With a REST-based API, books and authors would probably be returned by different endpoints (e.g., /api/books and /api/authors). The flexibility of GraphQL enables clients to query both resources with a single request.

Structuring a query

When your clients build queries to execute against your data graph, those queries match the shape of the object types you define in your schema.

Based on our example schema so far, a client could execute the following query, which requests both a list of all book titles and a list of all author names:

query {
books {
title
}
authors {
name
}
}

Our server would then respond to the query with results that match the query's structure, like so:

{
"data": {
"books": [{ "title": "Jurassic Park" }],
"authors": [{ "name": "Michael Crichton" }]
}
}

Although it might be useful in some cases to fetch these two separate lists, a client would probably prefer to fetch a single list of books, where each book's author is included in the result.

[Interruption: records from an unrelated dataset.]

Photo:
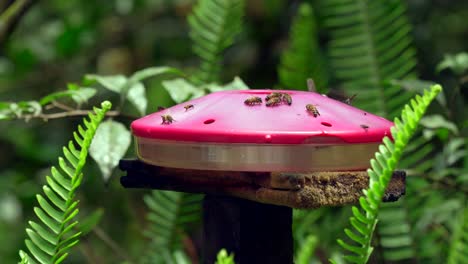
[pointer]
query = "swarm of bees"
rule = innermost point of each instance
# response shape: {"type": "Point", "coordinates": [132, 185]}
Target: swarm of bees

Because our schema's Book type has an author field of type Author, a client could structure their query like so:

query {
books {
title
author {
name
}
}
}

And once again, our server would respond with results that match the query's structure:

{
"data": {
"getBooks": [
{ "title": "Jurassic Park", "author": { "name": "Michael Crichton" } }
]
}
}

The Mutation type

The Mutation type is similar in structure and purpose to the Query type. Whereas the Query type defines your data's supported read operations, the Mutation type defines supported write operations.

Each field of the Mutation type defines the signature and return type of a different mutation. The Mutation type for our example schema might resemble the following:

@strawberry.type
class Mutation:
@strawberry.field
def add_book(self, title: str, author: str) -> Book:
...

This Mutation type defines a single available mutation, addBook. The mutation accepts two arguments (title and author) and returns a newly created Book object. As you'd expect, this Book object conforms to the structure that we defined in our schema.

NOTE: strawberry converts fields names from snake case to camel case automatically.

Structuring a mutation

Like queries, mutations match the structure of your schema's type definitions. The following mutation creates a new Book and requests certain fields of the created object as a return value:

mutation {
addBook(title: "Fox in Socks", author: "Dr. Seuss") {
title
author {
name
}
}
}

As with queries, our server would respond to this mutation with a result that matches the mutation's structure, like so:

{ "data": { "addBook": { "title": "Fox in Socks", "author": { "name": "Dr.
Seuss" } } } }

A single client request can include multiple mutations to execute. To prevent race conditions, mutations are executed serially in the order they're listed.

Input types

Input types are special object types that allow you to pass objects as arguments to queries and mutations (as opposed to passing only scalar types). Input types help keep operation signatures clean.

Consider our previous mutation to add a book:

@strawberry.type
class Mutation:
@strawberry.field
def add_book(self, title: str, author: str) -> Book:
...

Instead of accepting two arguments, this mutation could accept a single input type that includes all of these fields. This comes in extra handy if we decide to accept an additional argument in the future, such as a publication date.

An input type's definition is similar to an object type's, but it uses the input keyword:

@strawberry.input:
class AddBookInput:
title: str
author: str
@strawberry.type
class Mutation:
@strawberry.field
def add_book(self, book: AddBookInput) -> Book:
...

Not only does this facilitate passing the PostAndMediaInput type around within our schema, it also provides a basis for annotating fields with descriptions that are automatically exposed by GraphQL-enabled tools:

@strawberry.input:
class AddBookInput:
title: str = strawberry.field(description="The title of the book")
author: str = strawberry.field(description="The name of the author")

Input types can sometimes be useful when multiple operations require the exact same set of information, but you should reuse them sparingly. Operations might eventually diverge in their sets of required arguments.